Dringender Handlungsbedarf für Grundschulen!

Alarmierende Ergebnisse des IQB-Bildungstrends

 

17. Oktober 2022 Pressemitteilung

Die GEW Hessen bewertet die heute vorgestellten Ergebnisse des IQB-Bildungstrends als alarmierend. Die im Rahmen der aktuellen Erhebung festgestellten Kompetenzen der Viertklässlerinnen und Viertklässler in Deutsch und Mathematik haben sich im Durchschnitt deutlich verschlechtert. Gerade auch in Hessen ist der Anteil der Schülerinnen und Schüler, der die von der Kultusministerkonferenz definierten Regelstandards nicht erreicht, deutlich angestiegen. Die diesbezüglichen Werte für Hessen haben sich gegenüber der letzten Untersuchung aus dem Jahr 2016 in allen Bereichen – Lesen, Zuhören, Orthografie und Mathematik – signifikant verschlechtert.

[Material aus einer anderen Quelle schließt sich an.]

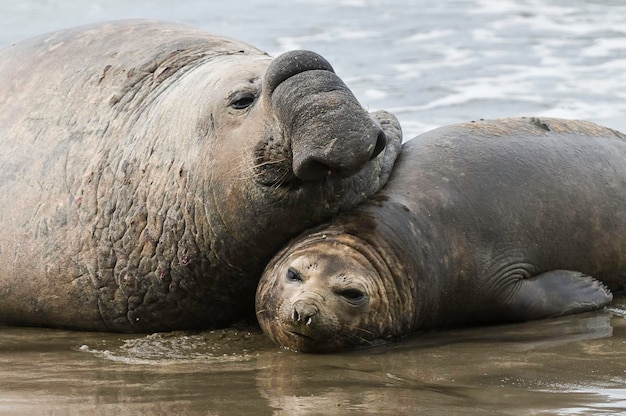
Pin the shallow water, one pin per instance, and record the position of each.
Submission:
(432, 63)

Heike Ackermann, stellvertretende Vorsitzende der GEW Hessen und Grundschullehrerin, kommentiert diese Befunde wie folgt: „Die Rahmenbedingungen für den Unterricht an den Grundschulen haben sich in den letzten Jahren deutlich verschlechtert. Aufgrund des Lehrkräftemangels können immer mehr Stellen nicht mit ausgebildeten Grundschullehrkräften besetzt werden. Der Mangel auch in anderen pädagogischen Professionen betrifft die Grundschulen ebenfalls. Andererseits ist das Ausmaß der Heterogenität unter den Schülerinnen und Schülern immer größer geworden, ohne dass dem konzeptionell Rechnung getragen wurde. Der Anteil der Kinder aus armen Familien ist weiter angewachsen, auch das beeinträchtigt die Lernchancen.“

Der IQB-Bildungstrend hat erhebliche soziale Disparitäten festgestellt. Das erreichte Kompetenzniveau hängt also ausgesprochen stark vom sozioökonomischen Hintergrund der Familien ab. Ein Einfluss der Corona-Pandemie auf die Ergebnisse wurde von Prof. Dr. Petra Stanat, die die Ergebnisse vorstellte, vermutet, dieser könne aber nicht die gesamte Entwicklung erklären. Diese Einschätzung wird von Heike Ackermann geteilt: „Zweifelsohne hat die Pandemie und das misslungene Krisenmanagement des Kultusministeriums zu diesen Ergebnissen beigetragen. Die Probleme an den Grundschulen sind jedoch deutlich älter und greifen tiefer. So hatte bereits der IQB-Bildungstrend 2016 eine Verschlechterung gegenüber der ersten Erhebung aus dem Jahr 2011 aufgezeigt. Wir benötigen einen echten politischen Kraftakt für gute Bildung. Die Kitas und die Grundschulen müssen dabei im Mittelpunkt stehen, denn hier werden die Grundlagen gelegt.“

Thilo Hartmann, Vorsitzender der GEW Hessen, erinnerte aus diesem Anlass an die Forderung der GEW Hessen nach einer Anpassung der Besoldung: „Der Wert der frühen Bildung muss sich auch in der Bezahlung der Grundschullehrkräfte widerspiegeln. Ohne eine Anhebung der Besoldung auf A13, wie sie jüngst auch für die großen Bundesländer Nordrhein-Westfalen und Bayern beschlossen beziehungsweise angekündigt wurde, wird Hessen den Lehrkräftemangel an seinen Grundschulen nicht auflösen können.“

Der IQB-Bildungstrend hat des Weiteren aufgezeigt, dass sich ein Großteil der Schülerinnen und Schüler der vierten Klasse sozial eingebunden fühlt. Die Schulzufriedenheit ist im Durchschnitt ausgesprochen hoch. „Motivierte und qualifizierte Pädagoginnen und Pädagogen sind für gute Bildung unerlässlich. Es ist alleine dem Engagement der Kolleginnen und Kollegen zu verdanken, dass – allen bestehenden Problemen zum Trotz – so viele erfolgreiche Bildungsprozesse ermöglicht werden. Die Schülerinnen und Schüler der Primarstufe fühlen sich in aller Regel gut aufgehoben an ihrer Schule. Das ist angesichts der aktuellen vielfältigen Krisen von höchster Bedeutung“, so Thilo Hartmann abschließend.